A couple of posts ago, I mentioned that a new California boom was surely just around the corner, maybe in gold.  Turns out I was more correct than I knew – the SF Chronicle claims “a new gold rush is in full gallop all over California“.

California – working as designed?

October 16, 2009

From the U.K. Observer on the left to National Affairs on the right, everyone says that California’s government is broken.  There are many suspects – Prop 13, wealthy people buying initiatives, overregulation, unions, business lobbyists, and, for all I know, there are still some people blaming the Union Pacific.
It’s hard to defend a system where the state has recently paid its bills in IOUs, but is it really broken, or is it working just as it should?  Consider this story:

Sigmund Freud is walking down the street, when he is accosted by a man in great distress who says – “Dr. Freud, I am plagued by horrible neuroses.  My life is unbearable.  If you can take me on as a patient and cure me I’ll be eternally grateful.  I’ll do anything!”  Freud calmly replies, “Please sir, there is no reason to be so melodramatic.  I will be satisfied with my usual fee of fifty krone per hour.”  The man pauses and says “But isn’t that rather expensive?”

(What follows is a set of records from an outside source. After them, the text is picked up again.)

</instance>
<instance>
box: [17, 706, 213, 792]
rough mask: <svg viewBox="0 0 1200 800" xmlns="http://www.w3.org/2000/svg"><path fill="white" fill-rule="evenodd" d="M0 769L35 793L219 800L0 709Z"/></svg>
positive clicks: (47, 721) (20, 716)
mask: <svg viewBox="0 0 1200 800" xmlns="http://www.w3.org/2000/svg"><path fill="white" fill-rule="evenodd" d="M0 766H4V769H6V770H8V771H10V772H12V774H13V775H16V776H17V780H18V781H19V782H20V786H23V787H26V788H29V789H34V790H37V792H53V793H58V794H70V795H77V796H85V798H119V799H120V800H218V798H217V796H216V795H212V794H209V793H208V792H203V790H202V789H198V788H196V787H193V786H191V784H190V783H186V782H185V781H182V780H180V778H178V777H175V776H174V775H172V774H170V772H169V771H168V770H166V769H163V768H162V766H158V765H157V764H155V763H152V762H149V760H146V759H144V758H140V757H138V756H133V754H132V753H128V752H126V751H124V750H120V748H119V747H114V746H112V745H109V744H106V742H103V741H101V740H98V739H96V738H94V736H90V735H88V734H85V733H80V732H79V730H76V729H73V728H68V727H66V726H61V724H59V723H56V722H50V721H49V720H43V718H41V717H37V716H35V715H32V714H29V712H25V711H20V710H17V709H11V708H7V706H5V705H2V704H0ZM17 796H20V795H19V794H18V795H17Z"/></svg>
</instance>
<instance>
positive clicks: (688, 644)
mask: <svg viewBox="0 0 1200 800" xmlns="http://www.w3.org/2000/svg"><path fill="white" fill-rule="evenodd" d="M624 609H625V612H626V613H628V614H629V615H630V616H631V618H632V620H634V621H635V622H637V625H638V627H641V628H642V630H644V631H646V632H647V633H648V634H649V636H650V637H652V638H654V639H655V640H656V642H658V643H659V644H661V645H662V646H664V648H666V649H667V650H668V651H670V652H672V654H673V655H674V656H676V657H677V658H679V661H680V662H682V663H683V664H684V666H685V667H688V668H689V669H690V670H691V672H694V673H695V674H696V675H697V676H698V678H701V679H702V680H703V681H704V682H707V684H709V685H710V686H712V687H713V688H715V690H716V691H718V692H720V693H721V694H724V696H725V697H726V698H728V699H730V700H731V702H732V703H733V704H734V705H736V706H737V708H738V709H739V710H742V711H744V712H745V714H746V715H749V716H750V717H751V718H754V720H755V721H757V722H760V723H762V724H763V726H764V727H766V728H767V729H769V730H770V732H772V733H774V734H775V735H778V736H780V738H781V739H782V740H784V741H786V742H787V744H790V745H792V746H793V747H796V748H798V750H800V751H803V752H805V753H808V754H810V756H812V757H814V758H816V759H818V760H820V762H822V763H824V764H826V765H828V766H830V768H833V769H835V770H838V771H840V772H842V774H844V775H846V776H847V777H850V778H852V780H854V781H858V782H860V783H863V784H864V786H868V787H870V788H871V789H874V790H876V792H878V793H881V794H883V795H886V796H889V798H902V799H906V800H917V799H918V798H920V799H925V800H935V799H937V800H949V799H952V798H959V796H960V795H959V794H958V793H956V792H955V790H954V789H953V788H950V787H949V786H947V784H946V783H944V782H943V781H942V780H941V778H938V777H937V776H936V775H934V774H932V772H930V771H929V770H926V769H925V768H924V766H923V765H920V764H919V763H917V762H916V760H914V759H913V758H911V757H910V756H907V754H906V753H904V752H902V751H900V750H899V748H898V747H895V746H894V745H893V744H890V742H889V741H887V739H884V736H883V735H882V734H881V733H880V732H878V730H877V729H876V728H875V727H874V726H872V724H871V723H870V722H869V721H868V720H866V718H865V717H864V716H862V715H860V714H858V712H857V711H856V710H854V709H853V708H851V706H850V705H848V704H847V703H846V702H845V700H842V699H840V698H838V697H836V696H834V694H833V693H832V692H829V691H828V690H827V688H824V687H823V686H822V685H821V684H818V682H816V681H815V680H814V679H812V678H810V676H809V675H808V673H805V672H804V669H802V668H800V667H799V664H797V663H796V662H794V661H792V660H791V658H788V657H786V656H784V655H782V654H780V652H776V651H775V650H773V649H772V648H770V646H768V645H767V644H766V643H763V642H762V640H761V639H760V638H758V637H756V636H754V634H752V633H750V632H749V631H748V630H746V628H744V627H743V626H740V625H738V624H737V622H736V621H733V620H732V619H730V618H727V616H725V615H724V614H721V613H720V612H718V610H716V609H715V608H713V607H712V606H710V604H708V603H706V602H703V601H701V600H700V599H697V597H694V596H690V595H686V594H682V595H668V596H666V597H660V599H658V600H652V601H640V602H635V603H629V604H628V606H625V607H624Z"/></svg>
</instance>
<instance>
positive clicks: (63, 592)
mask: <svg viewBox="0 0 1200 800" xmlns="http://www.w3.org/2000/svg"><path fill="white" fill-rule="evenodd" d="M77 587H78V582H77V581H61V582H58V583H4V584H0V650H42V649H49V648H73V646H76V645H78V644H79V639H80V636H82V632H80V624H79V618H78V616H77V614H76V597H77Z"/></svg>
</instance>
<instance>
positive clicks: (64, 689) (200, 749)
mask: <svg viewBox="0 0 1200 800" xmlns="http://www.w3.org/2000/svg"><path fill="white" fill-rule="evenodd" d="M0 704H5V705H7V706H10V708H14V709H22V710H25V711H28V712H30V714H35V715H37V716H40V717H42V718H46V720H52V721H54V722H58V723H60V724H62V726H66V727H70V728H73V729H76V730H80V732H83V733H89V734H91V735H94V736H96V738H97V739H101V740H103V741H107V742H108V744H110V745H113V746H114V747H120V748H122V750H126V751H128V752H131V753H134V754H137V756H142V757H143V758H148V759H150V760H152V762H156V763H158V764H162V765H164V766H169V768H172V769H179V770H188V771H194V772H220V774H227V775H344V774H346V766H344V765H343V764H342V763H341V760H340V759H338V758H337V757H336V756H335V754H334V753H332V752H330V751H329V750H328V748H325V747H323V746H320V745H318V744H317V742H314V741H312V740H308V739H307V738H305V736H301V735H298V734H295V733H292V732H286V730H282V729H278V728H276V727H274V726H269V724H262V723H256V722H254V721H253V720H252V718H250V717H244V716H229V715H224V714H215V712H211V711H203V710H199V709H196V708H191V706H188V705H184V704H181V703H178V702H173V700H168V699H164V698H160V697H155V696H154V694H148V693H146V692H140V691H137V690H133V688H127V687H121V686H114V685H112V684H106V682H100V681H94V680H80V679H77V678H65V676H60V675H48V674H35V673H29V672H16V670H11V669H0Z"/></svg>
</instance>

Like the prospective patient, Californians would like government to do more, but they really don’t want to pay for it.  Many systems would force us to face up to this and make a choice.  But with initiatives we have a less judgmental form of government.  We can have our cake, eat it, sell bonds to buy more cake and ensure that it uses only local cruelty-free ingredients.  If we get sick of cake, we can mandate that 40% of the meal be in vegetables.  Everyone is happy, without needing to do any of those nasty things politicians sometimes talk about, like raising taxes or expanding offshore drilling.  And if things are still not perfect, we can always blame the legislature.

Some people think that a constitutional convention will “solve” matters, but why should people vote for such a convention or its proposed revisions when it might lead to taxes going up or services being cut?  If people wanted such things, they could vote for them now.  And if a convention did not lead to change in such matters, then what difference would it make?

You might object that eventually the bondholders will tire of California’s unique system, but we have a few tricks left up our sleeve.  While a state must have prison officers and prisons, it need not have prisoners, who only add to the expense of the system without providing any votes.  If we need more revenue, we can always legalize and tax marijuana or even heroin.  And do students really need textbooks and schools, when all knowledge can be found on Wikipedia, and you can get all the social interaction you need on Facebook?  Besides, another boom is surely just around the corner, in biotechnology, alternative energy, or virtual goods.  Or perhaps we could go back to gold – prices have been rising recently, and we can’t have used it all up the first time around, can we?